I think that the two can and must interact but oftentimes don’t do so enough in local politics. I have had great interactions with academia since I have been in office around pressing issues from Big-Box development, affordable housing, business tax reduction, city "branding", and environmental issues. I have relied on studies from professors and students at UCLA, USC, and Occidental College, among others. For instance, a graduate class at USC helped us understand cities like New York that have raised money for park and recreation and other city programs through corporate sponsorship to assess whether or not Los Angeles wants to do something similar in tough budget times. The Progressive Los Angeles Network’s 21-Point Agenda, drawn up by academics and practioners together (and led by my partner, Amy Elaine Wakeland), has been one of the single-most important documents to me while in office.

07. Enough of the wonky macro questions. What are some of your favorite places to eat in CD 13?

Off-the-beaten track: Tigeorges’ Chicken, Spain, El Caserio, Baracoa, Café Coco

More familiar: India Sweets and Spices, Alegria, Maroush, Zankou Chicken, Skooby’s Hotdogs, Picholine, Gingergrass, Rambutan Thai, Netty’s

Splurges: Twist, Ammo, Shibucho, Tantra

08. What's your preferred mode of transport?

Electric car.

09. How often do you ride public transportation?

I try to ride public transportation at least once a week.

10. What's your favorite movie or TV show that's based in LA?

It was "Boomtown," though Valley Girl is a close second.

11. Favorite LA-themed book?

Stories, TC Boyle (partially LA-themed).

12. What's the best place to walk in LA?

Down Hollywood Boulevard.

13. It's 9:30 PM on Thursday. Where are you coming from and where are you going?

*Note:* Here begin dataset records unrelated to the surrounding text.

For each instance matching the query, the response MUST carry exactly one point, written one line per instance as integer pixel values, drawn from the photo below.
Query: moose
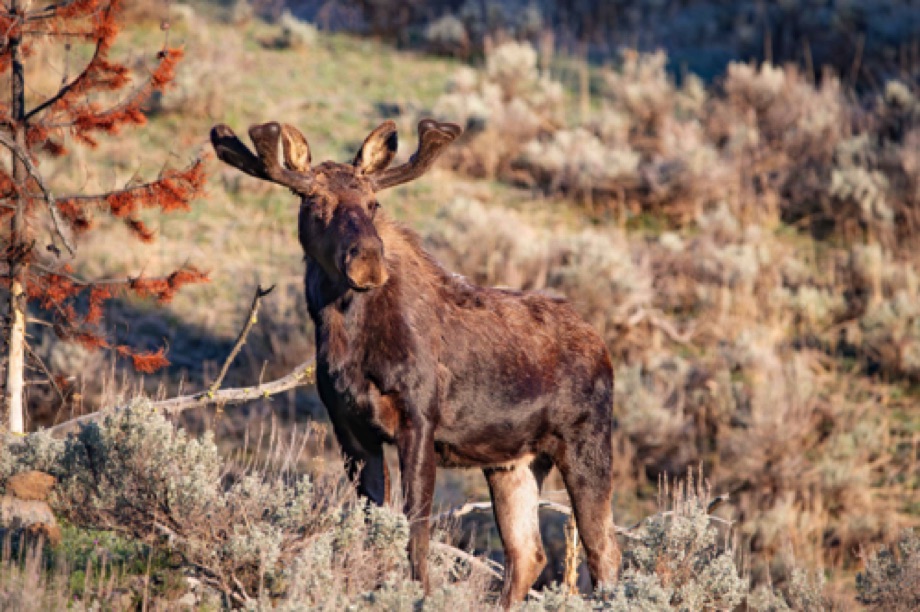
(453, 374)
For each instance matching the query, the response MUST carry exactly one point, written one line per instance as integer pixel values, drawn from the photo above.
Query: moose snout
(364, 265)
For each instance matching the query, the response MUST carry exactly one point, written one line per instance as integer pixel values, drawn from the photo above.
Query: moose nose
(364, 263)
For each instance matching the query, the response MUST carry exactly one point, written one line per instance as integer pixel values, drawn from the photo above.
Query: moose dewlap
(453, 374)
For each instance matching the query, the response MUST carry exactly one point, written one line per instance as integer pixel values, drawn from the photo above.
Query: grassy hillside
(748, 251)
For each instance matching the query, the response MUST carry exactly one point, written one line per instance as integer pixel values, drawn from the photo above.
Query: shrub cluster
(249, 533)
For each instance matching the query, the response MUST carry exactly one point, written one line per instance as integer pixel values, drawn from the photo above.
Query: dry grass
(747, 252)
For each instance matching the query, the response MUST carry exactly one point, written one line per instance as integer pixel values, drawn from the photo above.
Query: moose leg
(364, 461)
(417, 465)
(589, 480)
(515, 498)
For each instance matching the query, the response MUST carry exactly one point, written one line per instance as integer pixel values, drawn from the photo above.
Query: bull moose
(453, 374)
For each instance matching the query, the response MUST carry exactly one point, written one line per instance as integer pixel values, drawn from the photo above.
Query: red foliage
(148, 362)
(83, 108)
(164, 289)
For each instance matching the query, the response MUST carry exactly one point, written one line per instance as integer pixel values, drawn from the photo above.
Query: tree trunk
(18, 236)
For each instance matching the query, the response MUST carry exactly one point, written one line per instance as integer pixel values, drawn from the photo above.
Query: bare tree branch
(241, 339)
(303, 375)
(10, 144)
(45, 371)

I am home from a meeting with Chief Bratton and Sheriff Baca about Measure A (this fall’s initiative to add some 3,000 more police officers to LA) and hosting a couple dozen friends at the house for a drinks party to introduce them to Marjorie Decker, Vice-Mayor of Cambridge, Massachusetts.

14. If you could live in LA during any era, when would it be?

Twenty years from now.

15. If you could live in any neighborhood or specific house in LA,
where/which would you choose?

Chemosphere House or the Paramour (see below).

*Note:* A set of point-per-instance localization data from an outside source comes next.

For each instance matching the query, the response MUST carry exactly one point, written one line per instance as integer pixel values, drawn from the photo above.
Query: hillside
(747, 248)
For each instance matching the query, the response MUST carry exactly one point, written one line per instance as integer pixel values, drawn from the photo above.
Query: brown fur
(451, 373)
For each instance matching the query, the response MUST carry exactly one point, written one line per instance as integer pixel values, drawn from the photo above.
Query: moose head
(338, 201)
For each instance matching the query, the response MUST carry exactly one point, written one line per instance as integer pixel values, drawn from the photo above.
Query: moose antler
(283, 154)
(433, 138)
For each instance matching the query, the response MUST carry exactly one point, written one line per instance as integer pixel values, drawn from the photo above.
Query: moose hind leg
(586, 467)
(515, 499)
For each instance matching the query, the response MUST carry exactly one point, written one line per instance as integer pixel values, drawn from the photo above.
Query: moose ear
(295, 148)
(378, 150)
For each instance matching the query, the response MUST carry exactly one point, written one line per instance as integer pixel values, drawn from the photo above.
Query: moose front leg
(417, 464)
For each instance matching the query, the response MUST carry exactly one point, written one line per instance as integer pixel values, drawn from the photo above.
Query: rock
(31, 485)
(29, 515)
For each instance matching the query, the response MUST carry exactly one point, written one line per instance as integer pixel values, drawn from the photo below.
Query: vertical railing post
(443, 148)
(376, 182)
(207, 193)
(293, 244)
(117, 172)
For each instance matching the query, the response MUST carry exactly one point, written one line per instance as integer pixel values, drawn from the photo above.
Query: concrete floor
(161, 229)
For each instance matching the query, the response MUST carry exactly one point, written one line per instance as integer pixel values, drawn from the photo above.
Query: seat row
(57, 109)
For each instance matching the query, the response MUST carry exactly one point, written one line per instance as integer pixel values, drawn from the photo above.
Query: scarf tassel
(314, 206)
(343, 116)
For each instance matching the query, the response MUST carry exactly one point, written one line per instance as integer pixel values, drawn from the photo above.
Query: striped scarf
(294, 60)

16. What is the city's greatest secret?

The Paramour in Silver Lake. A 20,000+ square-foot mansion, it is the most stunningly situated home in Los Angeles, and has a history stretching back more than eighty years. Now a private home that is used for weddings, filming, and other events, its history includes silent film star Antonio Moreno and his wife oil heiress Daisy Canfield-Danziger (said to haunt the place), wayward girls and nuns in a convent, and much, much more. Perched atop the highest hill in Silver Lake, there are 360-degreee views of the entire city.

17. Drinking, driving. They mix poorly, and yet they're inexorably linked. How do you handle this conflict?

True, true. What we are working on in Hollywood is a new shuttle bus service that the city will run along Hollywood Boulevard to allow club hoppers to park their cars for the evening at a city lot (or take the Red Line into Hollywood) and which will act like a limousine service along Hollywood and Sunset Boulevards between Vine and La Brea so that people can drink safely.

18. Describe your best LA dining experience.

For atmosphere: Valentine’s Day 2003 on a dining bed in the back room at the Pig and Whistle with my partner Amy.

For food: I am currently obsessed with the Bahn Mi roasted pork sandwiches at Gingergrass on Glendale Boulevard in Silver Lake. I think I have had about five in the last couple weeks. They are so good it is difficult to think of a better dining experience, or quite frankly, to finish this interview.

19. Do you find the threat of earthquakes preferable to the threat of hurricanes and/or long winters?

Earthquakes. They’re quick and you have no advance warning. Hurricanes and cold winters are pretty miserable in comparison and cause much more damage year-to-year.

20. Where do you want to be when the Big One hits?

Emergency Operations Center, 5 floors below City Hall East. Failing that, at Jack Nicholson’s house up on Mullholland.